Sometimes people (especially my mother) tell me that I share too many personal things about my husband in this blog. They think he must be some kind of saint for tolerating what I write here. I don’t agree because everyone who knows a writer should be well aware that they should be careful of what they say lest they wind up as blog or book fodder. It comes with the territory. The reason I don’t feel bad writing about my husband is because he’s a photographer. He’s always walking around with his camera, snapping unwanted photos, and calling it “art.” Just tonight, after I’d crawled into bed after washing my face, hair still up and sans makeup, he thought it might be fun to snap a photo of me despite my specifically asking him to do no such thing. For this action, he received the look of death, a look which he of course captured with his fancy camera. He then had the nerve to show it to me and wax rhapsodic about how great the camera is in low light. Evil.

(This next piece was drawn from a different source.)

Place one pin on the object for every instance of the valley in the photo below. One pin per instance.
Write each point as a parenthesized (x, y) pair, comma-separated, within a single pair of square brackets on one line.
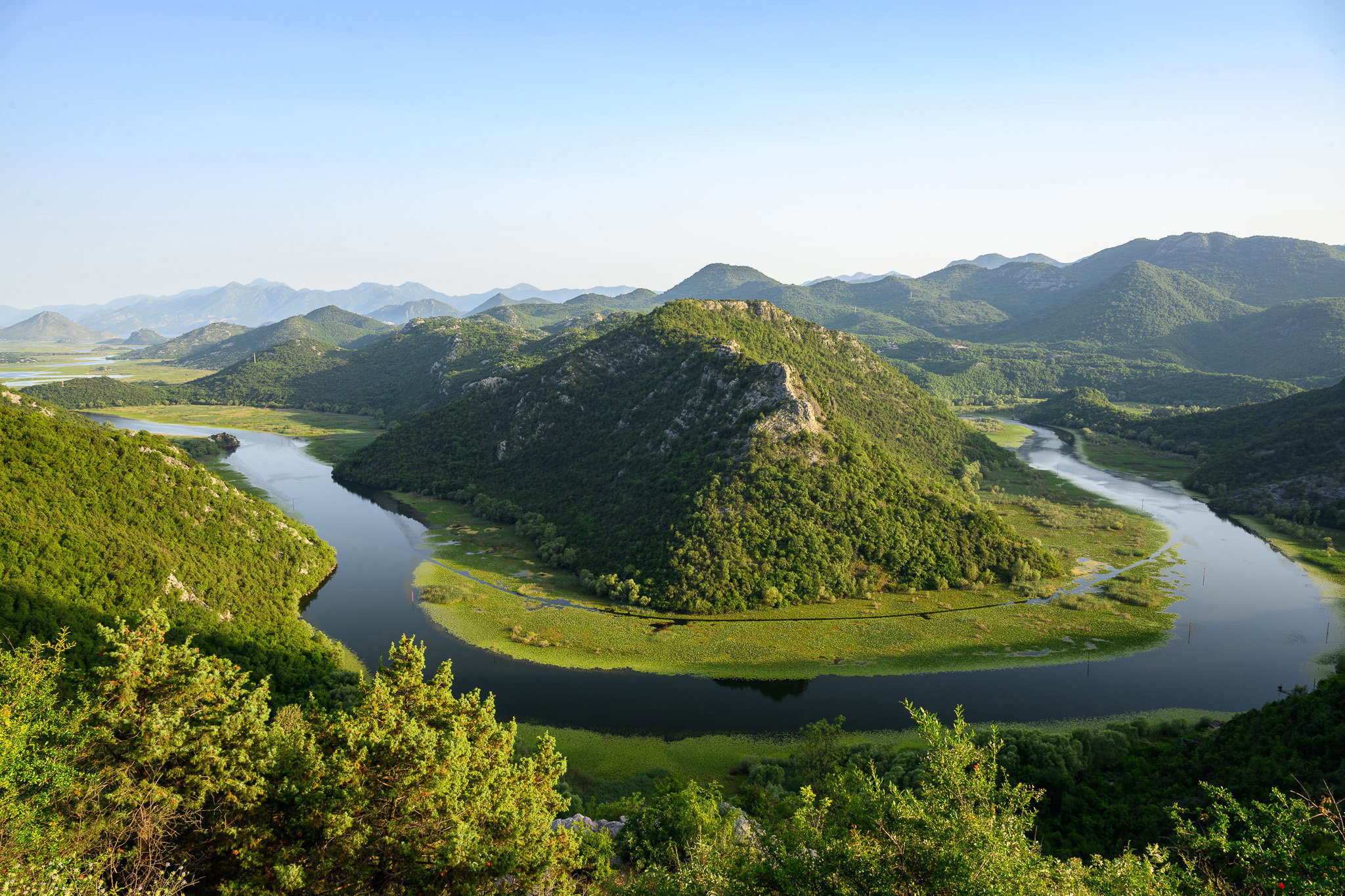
[(386, 557), (674, 538)]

In retribution for this unfair photo, I give you a photo and a story of my own. This is a photo of a small portion of my husband’s shoe collection, the portion that is currently in residence on the floor on his side of the bed. He also has shoes stored in our closet and in the laundry room. I understand there are splinter sects of his shoes hiding throughout our house like rebels in caves in Afghanistan. Yes. My husband owns a lot of shoes. He owns more pairs of shoes than most other men I know. He probably owns more shoes than many women I know as well. In fact, for a man who has such a difficult time selecting a pair of shoes to purchase (he once spent about 1.5 hours picking out a pair of Birkenstock sandals, which he promptly rethought and then returned the next day for a different pair), it’s borderline miraculous that he could ever have found the time to purchase so many pairs. I make no claims as to the quality of his shoe collection, but the quantity is impressive.
I have friends who are married to men who might be casually referred to as a guy’s guy. These men spend their weekends watching sports. They know how to fix things around their home. They wouldn’t be caught dead sipping white wine. They don’t buy copies of Real Simple. They don’t know the difference between a Mary Jane and a peep toe. These friends often bemoan living with their more caveman-like husbands. They tell me they wish their husbands were more like Steve. By that, I assume they mean more interested in shoes. I tell them to be careful what they wish for. A husband like Steve may be able to tell you which pump looks best with your pencil skirt, but this knowledge comes with a price. A man who is knowledgeable about shoes will require a lot more closet space, and you’ll still have to live with a mound of man shoes next to your bed.